Also, on the steel stamped disc, the side closest/facing to the anode has higher plating thickness. I understand, all these are common in plating processes and cannot be avoided.

When we did a rack distribution study, my range in the plating thickness goes up to 20 microns? How do I reduce this variation ? Any suggestions ?

Thanks

Arunkumar
- Pell City, Alabama,USA


May 2020

A. Hi Arunkumar. Cyanide or alkaline non-cyanide zinc plating gives better thickness distribution than acid zinc, so if you are currently doing acid zinc, that's one path forward although it's a big step.

I don't think I accept your 'given' that "current density will be higher at the top and decreases as we go down." If you have good agitation so there is no temperature stratification, I don't see why that would be so.

It may be that your anode baskets are too short, making for a long current path to the parts at the bottom of your racks. The very easiest thing to try is to not fill the anode baskets all the way up, to increase the distance from anodes to top-most parts. If that helps, you might consider fitting your anode baskets with longer hooks, so they start lower and end lower.

55973-1

It is theoretically possible to apply plastic shields to prevent short electrical paths from anodes to the parts, but they are usually restricted to more exotic components like electroforms.

Regards,

pic of Ted Mooney
Ted Mooney, P.E. RET
finishing.com - Pine Beach, New Jersey
Aloha -- an idea worth spreading


May 12, 2020

Q. Ted,
Thanks for the reply. I will focus on improving agitation, see it is quick fix.

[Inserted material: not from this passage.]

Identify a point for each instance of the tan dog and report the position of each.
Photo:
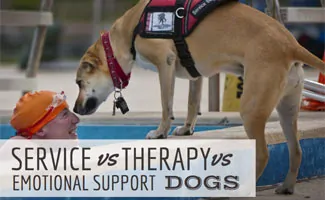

Is there any literature/guidelines on what optimum position of the part from the anode or optimum hook lengths is to get the best thickness distribution.

Thanks.

Arunkumar [returning]
- Pell City, Alabama,USA


May 2020

A. Hi again Arunkumar,

The principal is simply that the thickness will be in proportion to the current density by Faraday's Law, and that the current density will be most uniform when the parts are the same distance from the anodes and the anodes start and end a couple of inches short of the top and bottom parts.

There is "electrochemical modeling software" that will attempt to help you with such design work but I've never used it.

Regards,

pic of Ted Mooney
Ted Mooney, P.E. RET
finishing.com - Pine Beach, New Jersey
Aloha -- an idea worth spreading


May 14, 2020

Q. Hello,

Can we do a rack distribution study with multimeter to understand High current and low current area ...then suitably place current thieves/shields to make optimum rack (uniform current distribution) - Do rack manufacturers do this study ??

Arunkumar [returning]
- Pell City, Alabama, USA


May 2020

A. Hi again. It is possible to measure the current density at different positions on a plating rack but not, as far as I know, with a simple multimeter. It requires a special current density probe as discussed in topic 44947.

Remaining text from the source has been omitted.